Amazon Redshift WLM Queue Time and Execution Time Breakdown - Further Investigation Broken Down by Hour

Data Tutorial Amazon Redshift

Once you have determined a day that has shown significant load on your WLM Queue, let’s break it down further to determine a time of the day. To do that we will need the results from the query we created in the previous tutorial.

The Query

The original query looked like this:

SELECT 

	trunc(w.service_class_start_time) AS "Day", 

	SUM(w.total_queue_time) / 1000000 AS "Total Queue Time", 

	SUM(w.total_exec_time) / 1000000 AS "Total Exec Time", 

	SUM(w.total_queue_time + w.total_exec_time) / 1000000 AS "Total Time", 

	(SUM(w.total_queue_time)::FLOAT/ SUM(w.total_queue_time + w.total_exec_time)::FLOAT) AS "Percent WLM Queue Time" 

FROM 

	stl_wlm_query w 

WHERE 

	w.service_class = {SERVICE_CLASS}

	AND w.service_class_start_time BETWEEN {CALENDAR.START} AND {CALENDAR.END}

GROUP BY 

	trunc(w.service_class_start_time)

ORDER BY 

	trunc(w.service_class_start_time) desc

And it got us the following information:

  • Day
  • Total Queue Time
  • Total Exec Time
  • Total Time
  • Percent WLM Queue Time

The resultant table it provided us is as follows:

alt_text

Now we can see that January 4 was a time of particular load issues for our data source in questions, so we can break down the query data a little bit further with another query. This query will have a similar output of 6 columns, and they are:

  • Day
  • Hour
  • Total Queue Time
  • Total Exec Time
  • Total Time
  • Percent WLM Queue Time

The Breakdown

  1. Hour
    • This column is the hour during which the queries being analyzed were run.
  2. Total Queue Time
    • This column shows the total amount of time queries during the given hour on the given day spent waiting for an available connection on the source being analyzed.
  3. Total Exec Time
    • This column shows the total amount of time queries during the given hour on the given day spent executing against the data source.
  4. Total Time
    • This column sums the previous two columns which will indicate how long it took for the queries on this source during the given hour on the given day to return results to you.
  5. Percent WLM Queue Time
    • This columns breaks down how long your queries were spending in the WLM Queue during the given hour on the given day.

The New Query

SELECT 

	(w.service_class_start_time)::DATE AS "Day",

	(date_part('hour', w.service_class_start_time))::INT as "Hour",

	(SUM(w.total_queue_time) / 1000000)::FLOAT AS "Total Queue Time", 

	(SUM(w.total_exec_time) / 1000000)::FLOAT AS "Total Exec Time", 

	(SUM(w.total_queue_time + w.total_exec_time))::FLOAT / 1000000 AS "Total Time", 

	(SUM(w.total_queue_time)::FLOAT/ SUM(w.total_queue_time + w.total_exec_time)::FLOAT) AS "Percent WLM Queue Time"

FROM 

	stl_wlm_query w 

WHERE 

	w.service_class = {SERVICE_CLASS}

	AND w.total_queue_time > 0

	AND (w.service_class_start_time)::DATE = '2018-01-04'

GROUP BY 

	(w.service_class_start_time)::DATE,

	date_part('hour', w.service_class_start_time)	

ORDER BY 

	(w.service_class_start_time)::DATE,

	date_part('hour', w.service_class_start_time) asc

A Few Extra Notes

In the where clause of the original query, the date span is narrowed to a seven day span and that is to keep the load on the STL limited.
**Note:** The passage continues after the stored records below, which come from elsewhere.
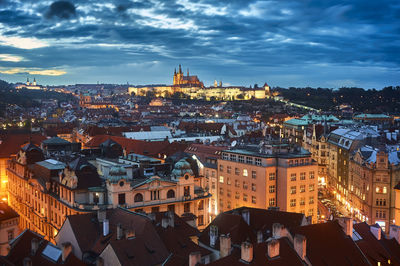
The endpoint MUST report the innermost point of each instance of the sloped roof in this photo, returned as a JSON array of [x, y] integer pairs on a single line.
[[11, 143], [327, 244], [21, 249]]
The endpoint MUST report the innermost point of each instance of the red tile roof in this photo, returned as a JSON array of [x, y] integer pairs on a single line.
[[11, 143]]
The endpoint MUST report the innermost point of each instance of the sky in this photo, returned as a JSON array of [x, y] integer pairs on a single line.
[[329, 43]]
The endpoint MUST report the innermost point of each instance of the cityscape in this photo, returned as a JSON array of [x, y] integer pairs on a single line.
[[178, 133]]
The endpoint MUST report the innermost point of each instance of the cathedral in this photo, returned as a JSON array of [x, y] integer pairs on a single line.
[[186, 81]]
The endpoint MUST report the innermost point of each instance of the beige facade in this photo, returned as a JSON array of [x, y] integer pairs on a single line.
[[258, 180]]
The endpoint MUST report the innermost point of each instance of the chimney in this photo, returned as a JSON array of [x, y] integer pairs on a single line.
[[27, 262], [152, 216], [130, 233], [213, 235], [273, 248], [347, 224], [300, 245], [99, 261], [106, 227], [224, 246], [394, 232], [101, 215], [246, 253], [171, 216], [34, 245], [66, 249], [277, 229], [376, 231], [194, 258], [260, 237], [120, 232], [165, 222], [246, 216]]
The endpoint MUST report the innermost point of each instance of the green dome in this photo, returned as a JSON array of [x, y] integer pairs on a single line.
[[181, 168]]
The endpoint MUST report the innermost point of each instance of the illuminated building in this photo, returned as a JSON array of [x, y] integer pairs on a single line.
[[269, 175], [191, 87]]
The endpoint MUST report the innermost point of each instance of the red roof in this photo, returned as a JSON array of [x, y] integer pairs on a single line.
[[11, 143]]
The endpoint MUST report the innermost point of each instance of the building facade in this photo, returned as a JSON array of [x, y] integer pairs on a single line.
[[270, 176]]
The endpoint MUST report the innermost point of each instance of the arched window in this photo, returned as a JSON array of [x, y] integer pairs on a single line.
[[170, 194], [138, 197]]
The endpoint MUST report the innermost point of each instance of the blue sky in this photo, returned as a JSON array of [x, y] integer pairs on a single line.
[[284, 43]]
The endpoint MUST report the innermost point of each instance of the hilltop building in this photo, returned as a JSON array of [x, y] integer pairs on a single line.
[[191, 87]]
In analyzing a particular source, keeping the analysis to around a week’s time is usually enough to make some diagnosis of a problem.

We now want to break down this date span to a single day and array it over the hours of that particular day. Therefore, in the where clause of this query ,we need to add in a date filter to only include 1/4/2018.
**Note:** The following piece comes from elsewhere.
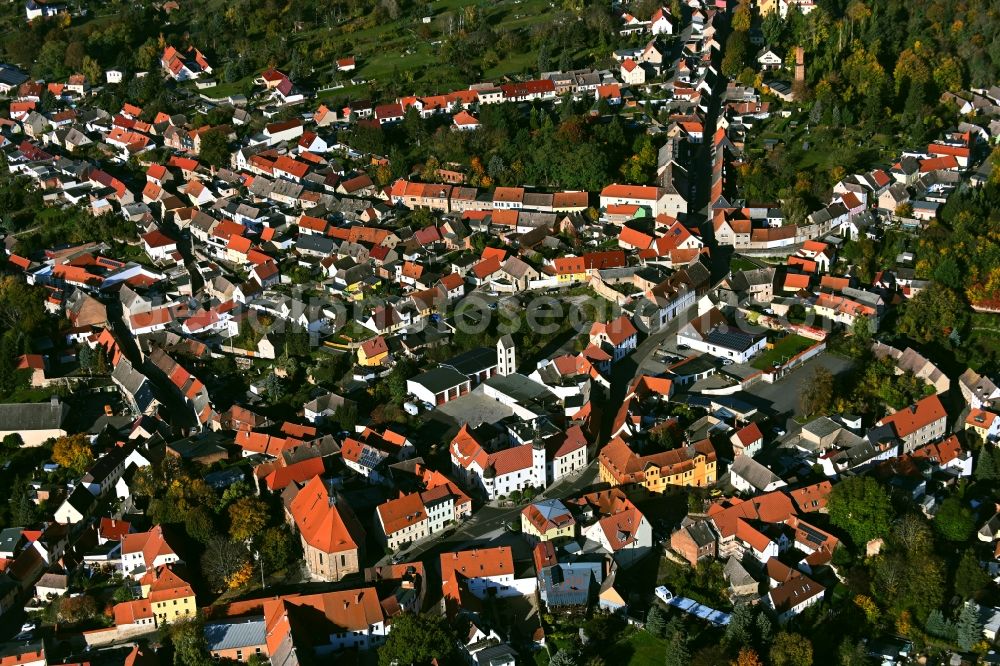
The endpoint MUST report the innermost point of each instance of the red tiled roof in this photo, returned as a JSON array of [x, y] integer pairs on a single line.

We also limit the service class in the where clause and this is because Amazon Redshift creates WLM query queues based on the service class. Amazon’s docs describe it this way:

“Amazon Redshift WLM creates query queues at runtime according to service classes, which define the configuration parameters for various types of queues, including internal system queues and user-accessible queues. From a user perspective, a user-accessible service class and a queue are functionally equivalent. For consistency, this documentation uses the term queue to mean a user-accessible service class as well as a runtime queue.”

Thus, when we limit the service class to a specific one, we can isolate that particular queue and leave out the other queues being created on this source as they do not necessarily impact each other here.